FIELD NOTES: Spring football

If you watched the "big game" on Sunday, you know that the Los Angeles Rams scored a touchdown with less than two minutes to play to earn a come-from-behind win over the Cincinnati Bengals. It was a fitting end to arguably the most exciting NFL playoffs ever. It was undoubtedly a better finish than most of the Super Bowls of my youth, which were almost always blowouts. There was a stretch of games in the '80s and '90s where the only drama was whether the absurd margin of victory would exceed the previous year's.
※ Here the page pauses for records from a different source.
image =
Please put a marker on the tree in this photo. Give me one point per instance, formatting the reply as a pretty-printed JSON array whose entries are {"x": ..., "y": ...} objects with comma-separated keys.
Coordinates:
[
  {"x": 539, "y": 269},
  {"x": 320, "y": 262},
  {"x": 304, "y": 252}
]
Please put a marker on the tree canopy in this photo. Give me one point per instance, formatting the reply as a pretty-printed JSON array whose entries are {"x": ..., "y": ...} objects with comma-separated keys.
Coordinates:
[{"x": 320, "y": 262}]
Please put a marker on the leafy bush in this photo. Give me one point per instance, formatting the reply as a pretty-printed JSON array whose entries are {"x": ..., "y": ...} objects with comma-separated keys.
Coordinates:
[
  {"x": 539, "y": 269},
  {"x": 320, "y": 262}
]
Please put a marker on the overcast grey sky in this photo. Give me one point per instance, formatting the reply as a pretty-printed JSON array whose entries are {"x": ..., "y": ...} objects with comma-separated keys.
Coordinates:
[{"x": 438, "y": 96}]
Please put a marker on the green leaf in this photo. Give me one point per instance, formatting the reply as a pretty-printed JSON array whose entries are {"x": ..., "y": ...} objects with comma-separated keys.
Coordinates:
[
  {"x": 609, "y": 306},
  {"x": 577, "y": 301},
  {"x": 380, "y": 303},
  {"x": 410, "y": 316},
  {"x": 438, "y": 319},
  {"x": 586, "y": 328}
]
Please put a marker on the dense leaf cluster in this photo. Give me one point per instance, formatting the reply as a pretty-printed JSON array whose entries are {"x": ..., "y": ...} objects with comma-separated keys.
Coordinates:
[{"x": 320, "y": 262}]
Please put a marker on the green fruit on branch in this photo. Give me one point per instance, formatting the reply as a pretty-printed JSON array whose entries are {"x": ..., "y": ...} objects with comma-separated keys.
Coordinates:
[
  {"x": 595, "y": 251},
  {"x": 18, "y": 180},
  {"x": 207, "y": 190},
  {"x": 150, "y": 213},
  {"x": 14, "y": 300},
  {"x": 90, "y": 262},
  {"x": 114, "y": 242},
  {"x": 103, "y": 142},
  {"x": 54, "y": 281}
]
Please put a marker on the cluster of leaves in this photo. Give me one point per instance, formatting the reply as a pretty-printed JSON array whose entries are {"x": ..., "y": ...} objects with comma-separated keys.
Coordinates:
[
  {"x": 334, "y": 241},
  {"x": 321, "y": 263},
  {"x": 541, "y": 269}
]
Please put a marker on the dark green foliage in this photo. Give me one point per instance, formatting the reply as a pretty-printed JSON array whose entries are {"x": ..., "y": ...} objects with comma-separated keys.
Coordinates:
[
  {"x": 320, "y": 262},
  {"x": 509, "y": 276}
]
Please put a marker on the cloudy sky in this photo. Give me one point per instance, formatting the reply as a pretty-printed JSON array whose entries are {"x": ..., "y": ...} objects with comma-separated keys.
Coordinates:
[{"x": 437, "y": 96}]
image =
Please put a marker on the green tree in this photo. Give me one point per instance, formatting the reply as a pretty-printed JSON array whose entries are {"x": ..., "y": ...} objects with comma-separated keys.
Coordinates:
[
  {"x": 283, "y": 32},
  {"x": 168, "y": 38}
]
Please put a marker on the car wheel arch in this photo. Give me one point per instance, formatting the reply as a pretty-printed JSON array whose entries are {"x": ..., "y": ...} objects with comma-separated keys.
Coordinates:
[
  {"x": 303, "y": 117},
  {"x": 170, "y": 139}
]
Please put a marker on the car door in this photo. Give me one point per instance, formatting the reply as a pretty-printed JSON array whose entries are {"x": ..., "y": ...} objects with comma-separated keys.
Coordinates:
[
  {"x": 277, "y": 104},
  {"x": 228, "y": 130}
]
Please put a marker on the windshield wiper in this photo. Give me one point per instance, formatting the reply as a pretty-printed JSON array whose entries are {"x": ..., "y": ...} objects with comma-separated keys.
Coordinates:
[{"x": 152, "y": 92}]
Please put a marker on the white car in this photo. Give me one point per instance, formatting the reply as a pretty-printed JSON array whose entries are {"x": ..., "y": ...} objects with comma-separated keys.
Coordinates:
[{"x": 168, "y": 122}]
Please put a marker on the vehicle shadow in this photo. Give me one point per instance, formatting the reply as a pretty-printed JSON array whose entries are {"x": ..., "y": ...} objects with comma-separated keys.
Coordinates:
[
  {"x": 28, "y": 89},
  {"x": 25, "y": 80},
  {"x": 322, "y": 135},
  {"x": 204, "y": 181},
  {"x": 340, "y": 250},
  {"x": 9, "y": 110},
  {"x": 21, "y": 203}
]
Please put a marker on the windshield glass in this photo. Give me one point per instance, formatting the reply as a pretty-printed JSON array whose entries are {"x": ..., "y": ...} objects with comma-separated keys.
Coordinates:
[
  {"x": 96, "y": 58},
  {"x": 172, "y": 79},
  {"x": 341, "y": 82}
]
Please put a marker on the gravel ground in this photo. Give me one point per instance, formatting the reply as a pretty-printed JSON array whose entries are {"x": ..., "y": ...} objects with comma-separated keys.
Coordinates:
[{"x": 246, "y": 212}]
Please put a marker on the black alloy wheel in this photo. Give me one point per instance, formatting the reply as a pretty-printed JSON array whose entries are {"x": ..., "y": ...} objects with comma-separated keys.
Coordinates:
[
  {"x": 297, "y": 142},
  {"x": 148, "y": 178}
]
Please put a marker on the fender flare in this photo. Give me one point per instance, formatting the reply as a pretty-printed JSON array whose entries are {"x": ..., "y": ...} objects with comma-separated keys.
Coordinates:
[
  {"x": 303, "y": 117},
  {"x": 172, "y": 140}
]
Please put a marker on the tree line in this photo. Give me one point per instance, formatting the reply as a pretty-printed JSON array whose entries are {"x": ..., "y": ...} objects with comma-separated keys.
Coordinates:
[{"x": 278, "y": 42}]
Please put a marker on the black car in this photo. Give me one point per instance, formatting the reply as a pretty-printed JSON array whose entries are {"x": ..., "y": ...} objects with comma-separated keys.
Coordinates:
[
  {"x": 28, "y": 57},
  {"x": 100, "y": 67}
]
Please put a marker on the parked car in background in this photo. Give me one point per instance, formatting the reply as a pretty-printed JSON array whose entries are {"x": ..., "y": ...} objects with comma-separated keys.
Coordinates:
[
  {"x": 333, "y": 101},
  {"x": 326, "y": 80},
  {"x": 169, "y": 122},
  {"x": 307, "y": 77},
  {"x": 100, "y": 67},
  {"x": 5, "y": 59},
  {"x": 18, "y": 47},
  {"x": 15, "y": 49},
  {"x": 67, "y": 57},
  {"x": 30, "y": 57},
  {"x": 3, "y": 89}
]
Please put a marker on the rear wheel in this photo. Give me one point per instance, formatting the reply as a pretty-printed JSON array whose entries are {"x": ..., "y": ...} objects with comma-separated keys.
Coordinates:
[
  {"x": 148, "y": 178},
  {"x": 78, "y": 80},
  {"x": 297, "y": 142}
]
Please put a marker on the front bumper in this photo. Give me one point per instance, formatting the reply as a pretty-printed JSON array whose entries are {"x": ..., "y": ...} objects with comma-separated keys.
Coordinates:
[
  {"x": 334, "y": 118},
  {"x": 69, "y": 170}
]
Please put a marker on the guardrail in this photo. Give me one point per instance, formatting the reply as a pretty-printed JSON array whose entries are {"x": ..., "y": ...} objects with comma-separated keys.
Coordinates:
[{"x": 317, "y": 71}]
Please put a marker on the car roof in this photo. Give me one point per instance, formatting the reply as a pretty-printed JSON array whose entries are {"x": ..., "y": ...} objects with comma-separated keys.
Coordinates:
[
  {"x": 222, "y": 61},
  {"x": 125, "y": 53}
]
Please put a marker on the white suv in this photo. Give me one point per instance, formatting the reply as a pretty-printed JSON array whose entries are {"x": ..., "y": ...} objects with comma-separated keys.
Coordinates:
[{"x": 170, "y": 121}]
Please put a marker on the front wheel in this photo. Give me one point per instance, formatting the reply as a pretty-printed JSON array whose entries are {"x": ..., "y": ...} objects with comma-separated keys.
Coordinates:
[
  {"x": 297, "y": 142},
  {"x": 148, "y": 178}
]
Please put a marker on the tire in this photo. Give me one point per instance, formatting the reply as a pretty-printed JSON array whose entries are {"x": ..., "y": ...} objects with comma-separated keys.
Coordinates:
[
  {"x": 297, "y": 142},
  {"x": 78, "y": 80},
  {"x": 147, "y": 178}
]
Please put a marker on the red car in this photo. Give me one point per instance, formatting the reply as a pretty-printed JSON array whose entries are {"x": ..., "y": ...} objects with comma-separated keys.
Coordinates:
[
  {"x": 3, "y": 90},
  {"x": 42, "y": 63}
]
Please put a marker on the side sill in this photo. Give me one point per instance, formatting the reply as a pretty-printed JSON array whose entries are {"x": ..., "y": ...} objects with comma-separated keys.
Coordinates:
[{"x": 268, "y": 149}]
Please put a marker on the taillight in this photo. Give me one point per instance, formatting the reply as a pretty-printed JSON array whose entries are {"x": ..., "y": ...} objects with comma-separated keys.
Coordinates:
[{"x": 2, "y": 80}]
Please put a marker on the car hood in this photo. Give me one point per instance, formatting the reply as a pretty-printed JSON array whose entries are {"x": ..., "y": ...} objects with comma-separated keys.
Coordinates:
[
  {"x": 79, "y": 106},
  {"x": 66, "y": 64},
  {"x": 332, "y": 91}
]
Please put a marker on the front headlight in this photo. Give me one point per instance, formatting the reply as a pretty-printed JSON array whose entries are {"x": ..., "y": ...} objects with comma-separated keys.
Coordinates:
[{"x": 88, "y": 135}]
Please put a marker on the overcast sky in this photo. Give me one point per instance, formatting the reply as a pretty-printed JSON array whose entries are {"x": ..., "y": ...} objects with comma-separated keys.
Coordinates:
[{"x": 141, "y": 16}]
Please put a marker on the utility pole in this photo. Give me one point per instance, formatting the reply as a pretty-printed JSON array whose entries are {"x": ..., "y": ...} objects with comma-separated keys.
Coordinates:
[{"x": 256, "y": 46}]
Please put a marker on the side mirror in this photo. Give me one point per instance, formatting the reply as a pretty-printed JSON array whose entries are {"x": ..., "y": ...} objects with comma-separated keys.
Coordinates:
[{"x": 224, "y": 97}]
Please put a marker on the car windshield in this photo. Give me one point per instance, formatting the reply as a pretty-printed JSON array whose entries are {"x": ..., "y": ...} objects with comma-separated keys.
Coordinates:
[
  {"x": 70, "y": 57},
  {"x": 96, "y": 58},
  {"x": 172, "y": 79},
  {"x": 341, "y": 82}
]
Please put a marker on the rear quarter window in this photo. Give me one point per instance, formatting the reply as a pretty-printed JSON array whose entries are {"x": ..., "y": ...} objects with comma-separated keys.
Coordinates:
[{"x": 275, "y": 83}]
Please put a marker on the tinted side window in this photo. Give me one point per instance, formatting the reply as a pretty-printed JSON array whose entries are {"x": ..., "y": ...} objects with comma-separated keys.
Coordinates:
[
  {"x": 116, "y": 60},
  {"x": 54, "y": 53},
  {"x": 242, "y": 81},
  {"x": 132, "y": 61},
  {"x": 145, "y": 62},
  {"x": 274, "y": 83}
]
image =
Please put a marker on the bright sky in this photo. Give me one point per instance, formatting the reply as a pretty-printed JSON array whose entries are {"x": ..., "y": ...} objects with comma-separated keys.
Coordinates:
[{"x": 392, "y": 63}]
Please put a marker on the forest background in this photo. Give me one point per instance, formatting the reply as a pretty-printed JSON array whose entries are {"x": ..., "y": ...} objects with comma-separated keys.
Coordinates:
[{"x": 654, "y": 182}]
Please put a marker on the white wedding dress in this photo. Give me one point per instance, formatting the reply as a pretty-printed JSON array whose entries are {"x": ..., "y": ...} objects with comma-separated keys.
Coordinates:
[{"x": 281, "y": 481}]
During much of that run, I watched the games at a party that was my boss's signature annual event. He always went out of his way to make it a fun time, even when the score was entirely out of hand by halftime; great food and drink, and prizes for things like the total points scored by quarter or the number of passing attempts by a particular QB. But when the party was over, I would always walk out into the frigid Ohio night and think, how will I get through another three months of cold and snow before baseball season?

Eventually, I solved that problem by moving south, but for a few years in the mid-'80s, there was also the promise of spring football. The USFL launched to much fanfare in March of 1983. It was the first serious attempt at starting a new professional football league since the WFL flamed out the '70s. The original twelve USFL teams had exciting names, colors, and logos. Philadelphia Stars. Boston Breakers. Chicago Blitz. Tampa Bay Bandits. There were even a few recognizable players on the rosters. The quality of play, especially for the first few games, was not great but got better as the season went along. The Michigan Panthers, sporting one of the unique logos and color combinations (royal plum, light blue, champagne silver) in the history of the sport, won the inaugural championship 24-22 over the Stars.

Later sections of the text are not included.